Primary LanguageJupyter Notebook


Sen1Floods11: a georeferenced dataset to train and test deep learning flood algorithms for Sentinel-1 (Example). This data was generated by Cloud to Street, a Public Benefit Corporation: https://www.cloudtostreet.info/. For questions about this dataset or code please email support@cloudtostreet.info. Please cite this data as:

Bonafilia, D., Tellman, B., Anderson, T., Issenberg, E. 2020. Sen1Floods11: a georeferenced dataset to train and test deep learning flood algorithms for Sentinel-1. The IEEE/CVF Conference on Computer Vision and Pattern Recognition (CVPR) Workshops, 2020, pp. 210-211.

Available Open access at: http://openaccess.thecvf.com/content_CVPRW_2020/html/w11/Bonafilia_Sen1Floods11_A_Georeferenced_Dataset_to_Train_and_Test_Deep_Learning_CVPRW_2020_paper.html

Dataset Access

The dataset is available for access through Google Cloud Storage bucket at: gs://cnn_chips/

You can access the dataset bucket using the gsutil command.

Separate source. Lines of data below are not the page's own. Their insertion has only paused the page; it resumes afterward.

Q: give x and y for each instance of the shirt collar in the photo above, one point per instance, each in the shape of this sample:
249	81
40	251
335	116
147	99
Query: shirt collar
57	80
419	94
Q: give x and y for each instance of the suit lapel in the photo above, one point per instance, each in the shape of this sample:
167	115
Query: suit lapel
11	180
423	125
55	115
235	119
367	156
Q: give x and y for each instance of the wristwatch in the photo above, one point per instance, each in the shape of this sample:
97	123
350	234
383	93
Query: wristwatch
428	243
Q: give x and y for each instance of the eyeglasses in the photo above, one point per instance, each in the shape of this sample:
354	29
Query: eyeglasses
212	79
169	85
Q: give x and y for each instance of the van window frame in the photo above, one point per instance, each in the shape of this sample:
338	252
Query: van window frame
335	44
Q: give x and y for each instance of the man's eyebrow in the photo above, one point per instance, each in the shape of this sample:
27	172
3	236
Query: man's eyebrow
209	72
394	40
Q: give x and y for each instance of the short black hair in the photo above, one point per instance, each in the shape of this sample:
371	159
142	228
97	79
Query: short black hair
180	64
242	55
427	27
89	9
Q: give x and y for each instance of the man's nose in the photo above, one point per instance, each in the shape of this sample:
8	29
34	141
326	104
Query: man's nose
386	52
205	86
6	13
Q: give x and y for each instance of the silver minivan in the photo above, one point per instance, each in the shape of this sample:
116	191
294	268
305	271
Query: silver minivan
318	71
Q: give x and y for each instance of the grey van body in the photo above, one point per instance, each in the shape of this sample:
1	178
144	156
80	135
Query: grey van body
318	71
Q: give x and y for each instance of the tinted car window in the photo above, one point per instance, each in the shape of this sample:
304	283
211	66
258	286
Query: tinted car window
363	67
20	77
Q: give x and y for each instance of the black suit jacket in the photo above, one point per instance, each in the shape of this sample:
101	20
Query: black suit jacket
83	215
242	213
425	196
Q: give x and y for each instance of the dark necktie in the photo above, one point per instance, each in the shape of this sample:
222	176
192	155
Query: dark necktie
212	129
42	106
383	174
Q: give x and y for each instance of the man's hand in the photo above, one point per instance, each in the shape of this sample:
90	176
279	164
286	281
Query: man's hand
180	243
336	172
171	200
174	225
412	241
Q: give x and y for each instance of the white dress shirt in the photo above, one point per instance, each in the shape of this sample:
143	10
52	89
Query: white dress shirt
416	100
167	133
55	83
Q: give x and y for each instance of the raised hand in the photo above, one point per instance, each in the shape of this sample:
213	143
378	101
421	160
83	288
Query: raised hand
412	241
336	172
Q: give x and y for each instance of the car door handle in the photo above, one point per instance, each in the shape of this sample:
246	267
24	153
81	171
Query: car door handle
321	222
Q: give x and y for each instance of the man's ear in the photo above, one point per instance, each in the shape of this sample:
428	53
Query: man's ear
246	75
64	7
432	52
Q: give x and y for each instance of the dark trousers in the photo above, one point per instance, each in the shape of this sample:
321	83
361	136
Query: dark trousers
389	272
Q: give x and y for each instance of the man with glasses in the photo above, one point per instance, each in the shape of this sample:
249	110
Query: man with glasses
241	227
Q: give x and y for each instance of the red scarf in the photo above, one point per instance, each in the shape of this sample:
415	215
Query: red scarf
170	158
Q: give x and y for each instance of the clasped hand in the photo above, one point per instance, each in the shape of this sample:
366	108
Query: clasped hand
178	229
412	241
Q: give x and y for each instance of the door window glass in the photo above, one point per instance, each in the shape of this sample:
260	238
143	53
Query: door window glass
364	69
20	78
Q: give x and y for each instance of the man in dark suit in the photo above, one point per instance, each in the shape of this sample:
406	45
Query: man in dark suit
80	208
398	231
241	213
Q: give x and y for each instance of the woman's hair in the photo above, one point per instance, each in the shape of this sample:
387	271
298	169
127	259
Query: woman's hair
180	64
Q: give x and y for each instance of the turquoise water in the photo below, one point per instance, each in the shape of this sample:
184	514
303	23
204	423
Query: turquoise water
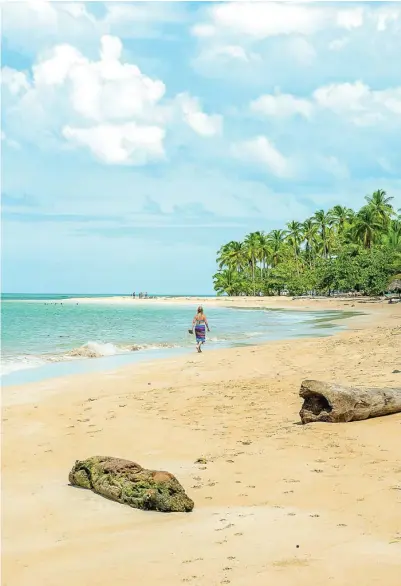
39	333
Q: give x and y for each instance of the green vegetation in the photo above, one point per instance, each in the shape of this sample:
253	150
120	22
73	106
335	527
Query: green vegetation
335	251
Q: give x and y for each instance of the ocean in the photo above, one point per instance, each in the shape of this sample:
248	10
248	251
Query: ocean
42	339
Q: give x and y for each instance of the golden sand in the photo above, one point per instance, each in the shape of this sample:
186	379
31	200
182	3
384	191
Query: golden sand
276	504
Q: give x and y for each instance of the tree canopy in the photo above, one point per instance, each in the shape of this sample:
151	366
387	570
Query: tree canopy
339	250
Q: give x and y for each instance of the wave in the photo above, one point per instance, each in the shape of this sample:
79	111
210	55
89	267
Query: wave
89	350
21	362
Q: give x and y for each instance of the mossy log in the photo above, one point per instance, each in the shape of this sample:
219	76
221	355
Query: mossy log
338	404
128	483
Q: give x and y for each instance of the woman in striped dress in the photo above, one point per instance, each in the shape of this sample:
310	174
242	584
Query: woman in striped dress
200	325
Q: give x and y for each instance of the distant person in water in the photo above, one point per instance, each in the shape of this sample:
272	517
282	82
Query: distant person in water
200	323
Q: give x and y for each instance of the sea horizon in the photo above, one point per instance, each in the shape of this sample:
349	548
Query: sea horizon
42	339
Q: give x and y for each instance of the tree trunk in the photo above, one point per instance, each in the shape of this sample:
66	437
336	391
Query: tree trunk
334	403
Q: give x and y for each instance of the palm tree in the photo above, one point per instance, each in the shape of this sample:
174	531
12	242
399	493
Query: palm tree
366	227
294	237
309	234
252	252
379	202
231	255
276	239
392	238
340	216
224	282
323	222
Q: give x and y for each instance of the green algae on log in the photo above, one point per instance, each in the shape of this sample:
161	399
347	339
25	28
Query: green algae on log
333	403
128	483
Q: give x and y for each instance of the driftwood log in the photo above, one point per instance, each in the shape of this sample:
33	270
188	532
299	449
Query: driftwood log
337	404
128	483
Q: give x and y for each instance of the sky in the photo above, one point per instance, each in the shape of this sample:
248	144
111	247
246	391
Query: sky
137	138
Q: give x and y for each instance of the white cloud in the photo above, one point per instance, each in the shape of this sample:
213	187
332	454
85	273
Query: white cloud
281	106
119	144
338	44
359	102
260	20
350	18
261	150
201	123
106	105
32	24
15	81
355	102
301	51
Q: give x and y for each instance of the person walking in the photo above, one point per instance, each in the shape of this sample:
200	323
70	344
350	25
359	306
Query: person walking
200	324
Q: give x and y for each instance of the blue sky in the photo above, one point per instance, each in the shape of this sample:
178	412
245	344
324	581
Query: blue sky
139	137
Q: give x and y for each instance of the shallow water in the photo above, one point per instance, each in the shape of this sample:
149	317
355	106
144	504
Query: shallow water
45	339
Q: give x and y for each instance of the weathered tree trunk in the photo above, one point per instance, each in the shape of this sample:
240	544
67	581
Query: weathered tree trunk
128	483
336	403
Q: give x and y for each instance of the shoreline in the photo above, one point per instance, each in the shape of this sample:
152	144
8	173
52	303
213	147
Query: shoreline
271	302
103	364
276	500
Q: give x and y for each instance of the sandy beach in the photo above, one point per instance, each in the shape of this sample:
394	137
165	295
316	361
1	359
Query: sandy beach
276	502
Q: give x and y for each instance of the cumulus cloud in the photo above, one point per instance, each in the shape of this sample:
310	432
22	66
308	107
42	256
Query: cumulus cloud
107	106
260	20
261	151
281	106
118	144
200	122
355	102
32	24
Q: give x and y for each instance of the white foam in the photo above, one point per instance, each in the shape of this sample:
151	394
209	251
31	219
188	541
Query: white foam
22	362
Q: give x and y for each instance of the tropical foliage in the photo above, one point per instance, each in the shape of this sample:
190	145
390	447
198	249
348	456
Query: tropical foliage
336	250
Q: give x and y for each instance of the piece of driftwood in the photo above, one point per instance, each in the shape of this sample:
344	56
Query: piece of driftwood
338	404
128	483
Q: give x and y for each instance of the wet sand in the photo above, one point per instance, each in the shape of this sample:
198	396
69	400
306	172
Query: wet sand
277	502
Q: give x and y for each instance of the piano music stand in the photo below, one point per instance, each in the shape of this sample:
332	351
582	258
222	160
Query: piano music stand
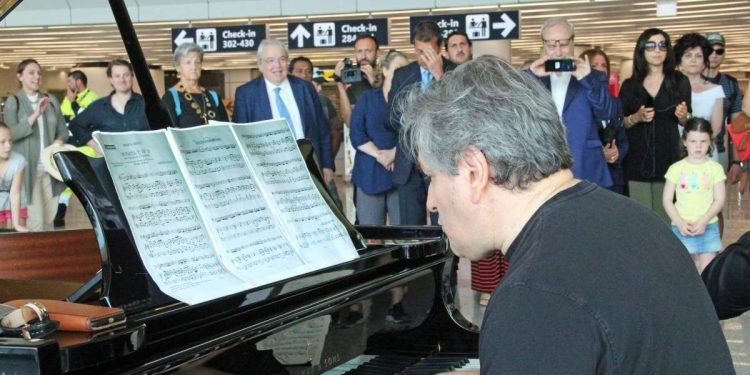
123	280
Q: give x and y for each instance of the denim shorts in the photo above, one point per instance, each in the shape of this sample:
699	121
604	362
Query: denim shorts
708	242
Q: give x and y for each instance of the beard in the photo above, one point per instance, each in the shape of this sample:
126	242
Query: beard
366	62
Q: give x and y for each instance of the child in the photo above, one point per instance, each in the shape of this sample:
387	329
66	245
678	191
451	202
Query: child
699	184
12	197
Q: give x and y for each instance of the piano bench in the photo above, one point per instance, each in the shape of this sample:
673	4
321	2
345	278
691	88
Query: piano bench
68	255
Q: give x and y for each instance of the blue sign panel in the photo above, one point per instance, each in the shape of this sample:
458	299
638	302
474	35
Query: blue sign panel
331	34
221	38
478	26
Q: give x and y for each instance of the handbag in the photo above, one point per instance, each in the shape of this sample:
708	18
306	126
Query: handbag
737	131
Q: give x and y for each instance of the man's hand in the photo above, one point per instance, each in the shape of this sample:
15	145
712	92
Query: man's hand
71	94
537	67
369	73
327	175
611	153
583	67
386	158
432	62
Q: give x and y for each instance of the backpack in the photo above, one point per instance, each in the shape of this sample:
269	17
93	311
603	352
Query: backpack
176	98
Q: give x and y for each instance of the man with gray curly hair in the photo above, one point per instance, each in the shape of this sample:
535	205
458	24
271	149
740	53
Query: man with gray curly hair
587	291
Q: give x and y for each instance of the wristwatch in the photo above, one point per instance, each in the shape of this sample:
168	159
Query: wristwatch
30	321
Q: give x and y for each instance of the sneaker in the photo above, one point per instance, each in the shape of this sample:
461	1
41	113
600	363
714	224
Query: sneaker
59	220
396	314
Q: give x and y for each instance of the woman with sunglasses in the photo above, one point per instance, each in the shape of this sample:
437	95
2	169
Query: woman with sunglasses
707	99
655	100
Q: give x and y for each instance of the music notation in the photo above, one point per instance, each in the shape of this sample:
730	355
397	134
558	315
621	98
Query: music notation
216	209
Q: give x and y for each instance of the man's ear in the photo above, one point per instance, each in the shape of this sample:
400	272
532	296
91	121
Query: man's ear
476	171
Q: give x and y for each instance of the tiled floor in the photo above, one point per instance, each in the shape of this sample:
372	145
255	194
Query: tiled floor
736	213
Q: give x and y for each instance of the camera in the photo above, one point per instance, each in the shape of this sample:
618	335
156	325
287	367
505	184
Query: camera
350	73
565	65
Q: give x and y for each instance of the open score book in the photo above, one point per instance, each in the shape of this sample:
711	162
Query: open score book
219	209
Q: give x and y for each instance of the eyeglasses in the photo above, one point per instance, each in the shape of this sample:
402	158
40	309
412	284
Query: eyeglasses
271	60
561	42
651	46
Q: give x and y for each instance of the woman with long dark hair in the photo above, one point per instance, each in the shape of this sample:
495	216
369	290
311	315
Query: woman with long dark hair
655	100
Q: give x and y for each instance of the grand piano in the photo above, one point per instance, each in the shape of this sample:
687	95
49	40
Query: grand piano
391	310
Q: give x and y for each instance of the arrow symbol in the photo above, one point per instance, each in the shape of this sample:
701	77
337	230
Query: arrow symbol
300	33
181	38
508	25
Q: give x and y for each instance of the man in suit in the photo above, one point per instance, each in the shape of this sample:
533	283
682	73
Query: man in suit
430	66
276	95
582	100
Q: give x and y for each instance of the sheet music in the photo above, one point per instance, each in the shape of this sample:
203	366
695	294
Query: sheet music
166	226
276	160
248	236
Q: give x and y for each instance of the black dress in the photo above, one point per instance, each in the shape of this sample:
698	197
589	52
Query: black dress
654	145
188	116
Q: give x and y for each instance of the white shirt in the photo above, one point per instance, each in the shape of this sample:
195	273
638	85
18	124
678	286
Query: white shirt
559	88
287	96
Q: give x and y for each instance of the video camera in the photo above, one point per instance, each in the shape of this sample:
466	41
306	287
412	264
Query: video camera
350	73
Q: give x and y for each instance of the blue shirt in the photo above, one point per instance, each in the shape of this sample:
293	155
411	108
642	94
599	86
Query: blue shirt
368	123
100	115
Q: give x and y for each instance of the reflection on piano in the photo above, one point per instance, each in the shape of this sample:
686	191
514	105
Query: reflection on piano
396	301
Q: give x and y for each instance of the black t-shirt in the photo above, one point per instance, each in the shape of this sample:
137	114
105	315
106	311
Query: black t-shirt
599	285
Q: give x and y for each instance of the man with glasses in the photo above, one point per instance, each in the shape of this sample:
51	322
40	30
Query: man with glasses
429	67
366	53
276	95
733	98
582	100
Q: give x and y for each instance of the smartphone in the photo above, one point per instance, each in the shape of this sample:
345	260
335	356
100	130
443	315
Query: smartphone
648	102
565	65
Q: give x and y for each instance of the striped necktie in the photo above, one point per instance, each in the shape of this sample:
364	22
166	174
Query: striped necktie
283	111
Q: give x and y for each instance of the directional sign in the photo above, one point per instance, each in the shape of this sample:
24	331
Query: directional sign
221	38
329	34
478	26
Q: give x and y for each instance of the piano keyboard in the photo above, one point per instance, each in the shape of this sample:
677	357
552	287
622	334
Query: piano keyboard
405	365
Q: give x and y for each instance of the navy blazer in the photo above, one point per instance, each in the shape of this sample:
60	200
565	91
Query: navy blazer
403	78
251	103
587	103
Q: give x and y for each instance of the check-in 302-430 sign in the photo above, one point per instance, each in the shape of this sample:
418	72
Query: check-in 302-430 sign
221	38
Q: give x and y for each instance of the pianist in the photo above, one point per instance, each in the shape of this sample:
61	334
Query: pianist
588	291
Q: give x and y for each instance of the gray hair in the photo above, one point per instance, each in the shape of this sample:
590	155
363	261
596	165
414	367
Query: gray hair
488	105
269	42
557	21
184	49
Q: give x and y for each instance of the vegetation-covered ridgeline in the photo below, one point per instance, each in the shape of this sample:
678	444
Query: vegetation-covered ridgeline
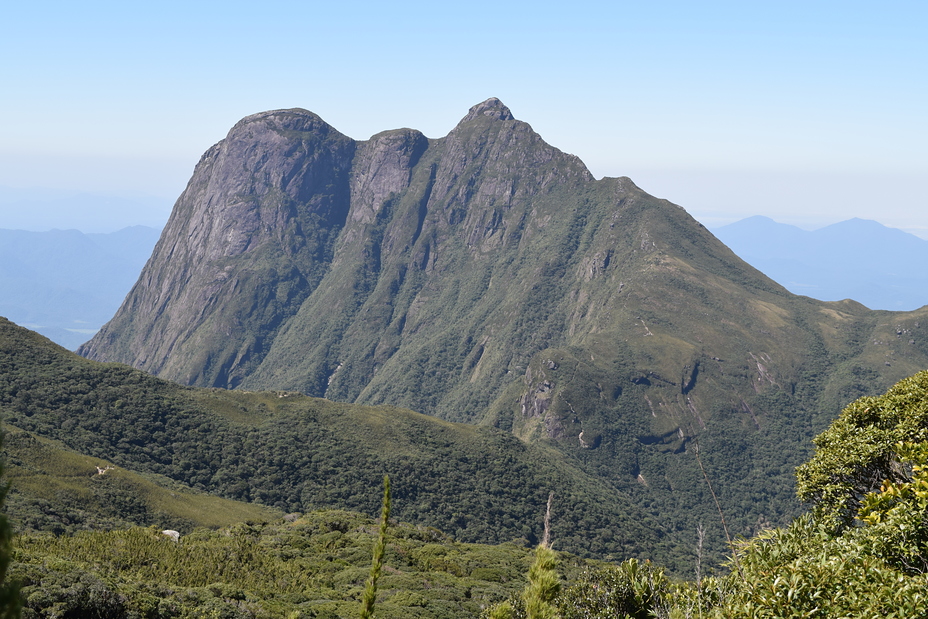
284	451
487	277
862	551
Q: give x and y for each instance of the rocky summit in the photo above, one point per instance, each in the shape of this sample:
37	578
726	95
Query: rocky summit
488	277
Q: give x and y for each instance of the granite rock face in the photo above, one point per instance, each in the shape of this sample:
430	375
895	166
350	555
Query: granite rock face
487	277
435	273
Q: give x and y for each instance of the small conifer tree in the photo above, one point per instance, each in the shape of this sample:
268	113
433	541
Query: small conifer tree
9	590
370	591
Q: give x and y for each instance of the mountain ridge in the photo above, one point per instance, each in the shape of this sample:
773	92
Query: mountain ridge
486	277
856	258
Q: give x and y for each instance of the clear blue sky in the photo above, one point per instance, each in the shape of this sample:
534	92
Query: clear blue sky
807	112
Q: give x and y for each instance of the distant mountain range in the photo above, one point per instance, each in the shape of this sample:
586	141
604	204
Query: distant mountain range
487	277
64	283
883	268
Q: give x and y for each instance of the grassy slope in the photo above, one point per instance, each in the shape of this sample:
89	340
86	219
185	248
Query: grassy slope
57	489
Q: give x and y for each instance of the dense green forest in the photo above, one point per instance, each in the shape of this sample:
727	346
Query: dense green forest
293	453
862	551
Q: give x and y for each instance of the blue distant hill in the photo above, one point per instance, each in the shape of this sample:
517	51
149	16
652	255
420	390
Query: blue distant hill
66	284
883	268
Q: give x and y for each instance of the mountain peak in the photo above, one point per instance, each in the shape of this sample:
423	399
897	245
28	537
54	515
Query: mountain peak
492	107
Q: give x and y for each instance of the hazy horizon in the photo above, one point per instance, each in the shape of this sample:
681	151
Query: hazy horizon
809	114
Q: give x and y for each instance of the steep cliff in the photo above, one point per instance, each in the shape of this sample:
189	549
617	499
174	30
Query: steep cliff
487	277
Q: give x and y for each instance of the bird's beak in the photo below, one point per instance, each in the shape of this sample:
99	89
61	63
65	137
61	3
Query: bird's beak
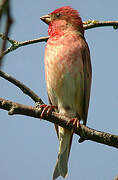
46	18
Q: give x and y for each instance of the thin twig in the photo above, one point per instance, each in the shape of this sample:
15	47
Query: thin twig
23	87
87	25
5	8
84	132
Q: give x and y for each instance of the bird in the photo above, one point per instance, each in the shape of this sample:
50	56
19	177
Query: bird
68	75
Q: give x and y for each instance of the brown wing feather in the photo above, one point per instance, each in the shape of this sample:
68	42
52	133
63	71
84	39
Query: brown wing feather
56	126
87	79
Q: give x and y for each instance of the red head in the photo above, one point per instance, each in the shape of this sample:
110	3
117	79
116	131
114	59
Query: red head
62	18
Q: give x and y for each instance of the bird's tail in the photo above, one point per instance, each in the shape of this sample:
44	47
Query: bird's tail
65	139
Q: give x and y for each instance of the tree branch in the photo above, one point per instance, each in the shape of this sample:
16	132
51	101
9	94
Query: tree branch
5	9
87	25
23	87
84	132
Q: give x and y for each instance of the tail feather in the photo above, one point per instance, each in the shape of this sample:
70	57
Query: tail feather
65	139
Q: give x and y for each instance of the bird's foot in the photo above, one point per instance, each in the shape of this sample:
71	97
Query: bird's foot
75	122
47	108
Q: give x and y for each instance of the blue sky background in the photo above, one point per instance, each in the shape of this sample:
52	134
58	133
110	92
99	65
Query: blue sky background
28	146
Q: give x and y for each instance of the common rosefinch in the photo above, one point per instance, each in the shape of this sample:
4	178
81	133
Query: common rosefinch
68	75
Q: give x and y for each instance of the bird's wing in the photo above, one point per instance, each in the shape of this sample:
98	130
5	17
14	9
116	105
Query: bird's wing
87	79
56	126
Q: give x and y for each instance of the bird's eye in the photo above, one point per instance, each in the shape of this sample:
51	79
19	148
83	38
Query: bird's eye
58	14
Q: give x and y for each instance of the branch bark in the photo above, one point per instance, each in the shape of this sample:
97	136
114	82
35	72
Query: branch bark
5	9
23	87
84	132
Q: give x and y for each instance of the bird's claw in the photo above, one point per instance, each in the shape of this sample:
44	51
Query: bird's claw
75	122
47	108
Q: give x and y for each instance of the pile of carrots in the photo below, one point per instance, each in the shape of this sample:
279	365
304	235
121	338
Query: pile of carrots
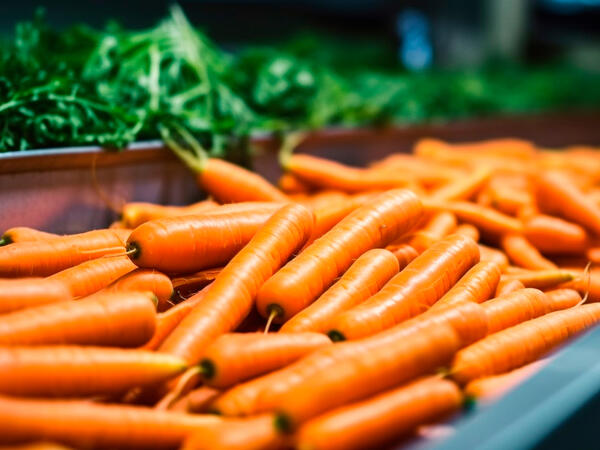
345	309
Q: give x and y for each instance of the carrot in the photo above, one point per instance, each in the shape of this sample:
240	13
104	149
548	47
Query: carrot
553	235
439	226
232	294
41	258
350	371
504	351
290	184
136	213
404	253
520	251
24	234
28	292
477	285
424	281
168	320
469	230
507	285
382	419
236	357
191	243
91	276
148	281
119	319
307	276
516	307
557	194
79	371
326	174
365	277
493	255
489	389
255	433
487	220
463	188
84	424
542	279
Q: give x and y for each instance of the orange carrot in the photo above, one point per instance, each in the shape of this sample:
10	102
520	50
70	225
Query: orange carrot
28	292
146	280
477	285
79	371
308	275
424	281
404	253
24	234
236	357
516	307
119	319
485	219
553	235
463	188
326	174
91	276
191	243
255	433
489	389
41	258
493	255
351	371
520	251
507	285
136	213
469	230
557	194
439	226
365	277
84	424
504	351
382	419
232	294
168	320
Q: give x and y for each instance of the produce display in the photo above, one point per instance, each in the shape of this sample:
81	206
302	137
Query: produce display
347	308
110	87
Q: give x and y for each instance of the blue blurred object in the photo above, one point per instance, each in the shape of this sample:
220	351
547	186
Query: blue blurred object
415	50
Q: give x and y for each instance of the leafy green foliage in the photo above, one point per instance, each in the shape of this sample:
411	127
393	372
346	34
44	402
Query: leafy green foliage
109	88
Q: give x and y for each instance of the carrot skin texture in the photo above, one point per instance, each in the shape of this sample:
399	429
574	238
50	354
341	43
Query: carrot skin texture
522	253
504	351
85	424
382	419
424	281
91	276
232	294
365	277
117	319
236	357
42	258
385	361
477	285
21	293
66	371
557	194
229	183
256	433
307	276
195	242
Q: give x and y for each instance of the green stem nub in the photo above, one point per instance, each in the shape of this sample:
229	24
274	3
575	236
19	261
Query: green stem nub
336	336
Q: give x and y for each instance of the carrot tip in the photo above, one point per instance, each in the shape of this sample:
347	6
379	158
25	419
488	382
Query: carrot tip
207	369
336	336
283	423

If you would like to download the entire dataset (~14 GB) you can use gsutil rsync to clone the bucket to a local directory. The -m flag is recommended to speed downloads. See the example below.

$ gsutil -m rsync -r gs://cnn_chips /YOUR/LOCAL/DIRECTORY/HERE

If using an example notebook, you can download the dataset to the folder that notebooks expect it to be in by running

$ mkdir /home/files3
$ gsutil -m rsync -r gs://cnn_chips /home/files3

Dataset Information

Each file follows the naming scheme EVENT_CHIPID_LAYER.tif (e.g. Bolivia_103757_S2.tif). Chip IDs are unique, and not shared between events. Events are named by country and further information on each event (including dates) can be found in the event metadata below. Each layer has a separate GeoTIFF, and can contain multiple bands in a stacked GeoTIFF. All images are projected to WGS 84 (EPSG:4326) at 10 m ground resolution.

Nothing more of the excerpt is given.